Para quem compra, a mudança não significa que todos os preços ou impostos serão alterados de uma vez. Para quem vende, presta serviços ou emite documentos fiscais, porém, 2026 exige atenção aos novos campos, leiautes e regras de informação.
O que muda em 2026?

Segundo a Receita Federal, 2026 é o ano de teste da CBS e do IBS. Nesse período, a CBS tem alíquota de 0,9% e o IBS, de 0,1%.
Esses valores funcionam como uma etapa de adaptação. Para os contribuintes que cumprirem as obrigações acessórias previstas, a arrecadação da fase de teste será compensada com os valores devidos de PIS e Cofins. O foco do ano é adequar sistemas, documentos e processos antes das próximas fases da transição.
CBS, IBS e Imposto Seletivo: o que significam as siglas
A reforma substitui gradualmente tributos que hoje fazem parte da tributação sobre o consumo. Os principais nomes são:
- CBS: Contribuição sobre Bens e Serviços, de competência federal.
- IBS: Imposto sobre Bens e Serviços, de competência estadual e municipal.
- Imposto Seletivo: tributo federal voltado a bens e serviços considerados prejudiciais à saúde ou ao meio ambiente.
A proposta é simplificar a cobrança sobre o consumo e reduzir a sobreposição de tributos ao longo da cadeia produtiva. A mudança será gradual: PIS e Cofins serão extintos em 2027, enquanto ICMS e ISS passam pela transição para o IBS entre 2029 e 2032.
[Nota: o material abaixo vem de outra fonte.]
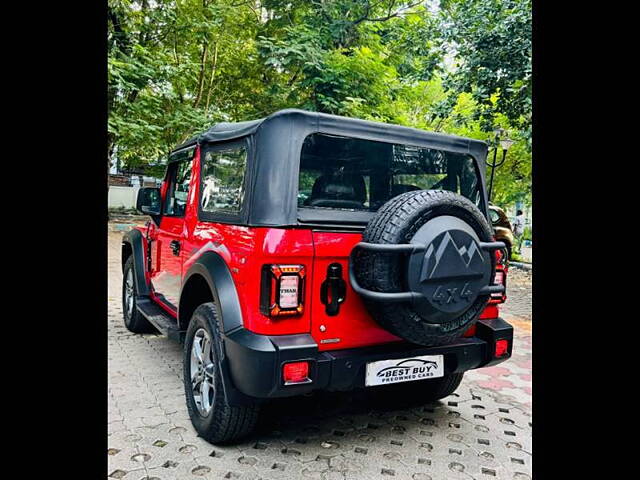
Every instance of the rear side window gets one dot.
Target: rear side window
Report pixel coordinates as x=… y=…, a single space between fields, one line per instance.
x=354 y=174
x=179 y=174
x=222 y=183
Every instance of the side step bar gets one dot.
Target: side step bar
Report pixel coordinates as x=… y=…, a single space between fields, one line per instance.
x=160 y=319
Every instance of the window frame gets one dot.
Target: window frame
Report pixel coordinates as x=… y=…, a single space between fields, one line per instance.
x=224 y=217
x=175 y=159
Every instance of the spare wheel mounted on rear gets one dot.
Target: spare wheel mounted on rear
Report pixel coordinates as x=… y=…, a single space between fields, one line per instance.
x=426 y=266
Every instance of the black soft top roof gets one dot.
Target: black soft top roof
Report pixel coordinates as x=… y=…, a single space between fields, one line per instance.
x=274 y=158
x=300 y=119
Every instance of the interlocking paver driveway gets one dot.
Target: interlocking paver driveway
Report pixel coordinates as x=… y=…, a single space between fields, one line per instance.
x=483 y=431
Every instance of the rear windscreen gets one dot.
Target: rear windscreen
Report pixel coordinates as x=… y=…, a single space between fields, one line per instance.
x=353 y=174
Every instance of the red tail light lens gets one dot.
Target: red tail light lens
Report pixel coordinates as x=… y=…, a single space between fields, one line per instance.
x=471 y=331
x=499 y=279
x=502 y=347
x=282 y=291
x=295 y=372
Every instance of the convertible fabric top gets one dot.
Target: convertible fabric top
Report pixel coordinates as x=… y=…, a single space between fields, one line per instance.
x=299 y=121
x=274 y=146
O que muda na nota fiscal?
A principal alteração imediata está na emissão dos documentos fiscais eletrônicos. Empresas precisam se preparar para destacar a CBS e o IBS de forma individualizada nas operações, conforme as regras técnicas aplicáveis a cada documento.
Isso afeta, por exemplo, notas fiscais de produtos, notas de consumidor, conhecimentos de transporte e notas de serviços. Na prática, quem utiliza sistema de gestão ou emissor de nota deve confirmar com o fornecedor se os campos e atualizações necessários já foram incorporados.
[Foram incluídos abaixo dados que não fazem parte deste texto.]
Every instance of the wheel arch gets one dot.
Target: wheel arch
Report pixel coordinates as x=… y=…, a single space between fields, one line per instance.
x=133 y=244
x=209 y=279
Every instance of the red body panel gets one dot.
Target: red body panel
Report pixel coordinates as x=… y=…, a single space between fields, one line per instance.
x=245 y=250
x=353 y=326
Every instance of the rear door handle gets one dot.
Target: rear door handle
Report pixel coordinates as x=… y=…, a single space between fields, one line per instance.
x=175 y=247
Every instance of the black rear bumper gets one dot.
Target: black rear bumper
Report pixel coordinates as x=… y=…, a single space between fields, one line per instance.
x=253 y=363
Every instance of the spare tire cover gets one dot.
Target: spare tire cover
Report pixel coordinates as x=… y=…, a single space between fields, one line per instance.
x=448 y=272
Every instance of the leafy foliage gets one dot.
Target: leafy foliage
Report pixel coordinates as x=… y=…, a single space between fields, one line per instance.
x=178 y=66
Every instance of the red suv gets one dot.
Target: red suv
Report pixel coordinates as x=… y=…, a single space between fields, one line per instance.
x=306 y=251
As orientações da Receita Federal para 2026 também apontam a necessidade de novas declarações e informações acessórias quando elas forem disponibilizadas pelos órgãos fiscais.
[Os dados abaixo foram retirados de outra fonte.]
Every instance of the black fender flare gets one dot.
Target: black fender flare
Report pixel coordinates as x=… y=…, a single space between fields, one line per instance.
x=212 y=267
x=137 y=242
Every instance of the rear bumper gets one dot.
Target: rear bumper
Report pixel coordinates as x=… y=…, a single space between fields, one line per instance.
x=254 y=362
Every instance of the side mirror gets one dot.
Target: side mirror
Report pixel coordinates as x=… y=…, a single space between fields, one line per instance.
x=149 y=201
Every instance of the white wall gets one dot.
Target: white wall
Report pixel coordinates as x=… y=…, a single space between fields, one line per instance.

O que o consumidor precisa observar?
Para o consumidor, o efeito mais visível tende a ser a mudança gradual na forma como os tributos aparecem nos documentos e na composição dos preços. Não existe uma regra única que permita prever se um produto específico ficará mais barato ou mais caro.
O valor final depende de fatores como setor econômico, cadeia de produção, regras de crédito tributário, custos logísticos e decisões de cada empresa. Por isso, promessas genéricas de redução ou aumento automático de preço devem ser vistas com cautela.
A reforma também não substitui impostos patrimoniais e cobranças locais. O IPTU, por exemplo, continua seguindo regras próprias de cada município.
O que empresas devem fazer agora
O momento é de organização, não de improviso. Empresas e prestadores de serviços devem:
- Conferir se o sistema emissor de nota fiscal está atualizado.
- Conversar com contador ou equipe fiscal sobre os novos campos da CBS e do IBS.
- Acompanhar notas técnicas e prazos divulgados pelos órgãos fiscais.
- Revisar cadastros de produtos e serviços.
- Evitar mudanças precipitadas de preços apenas com base em rumores sobre a reforma.
A fase de teste de 2026 serve para que empresas, profissionais de contabilidade e administrações públicas ajustem seus procedimentos antes da implantação gradual do novo modelo.
Perguntas frequentes
A reforma tributária já acabou com ICMS e ISS?
Não. A substituição será gradual. A transição do ICMS e do ISS para o IBS está prevista para ocorrer entre 2029 e 2032.
A CBS e o IBS já estão sendo cobrados em 2026?
2026 é o ano de teste. As alíquotas previstas são de 0,9% para a CBS e 0,1% para o IBS, com compensação vinculada ao cumprimento das obrigações acessórias.
Todo produto ficará mais caro ou mais barato?
Não é possível afirmar isso de forma geral. O impacto depende do setor, da empresa, dos créditos tributários e de outros custos que formam o preço final.
Quem emite nota fiscal precisa fazer alguma coisa?
Sim. Empresas e prestadores de serviço devem verificar se seus sistemas estão preparados para os novos campos e regras de emissão.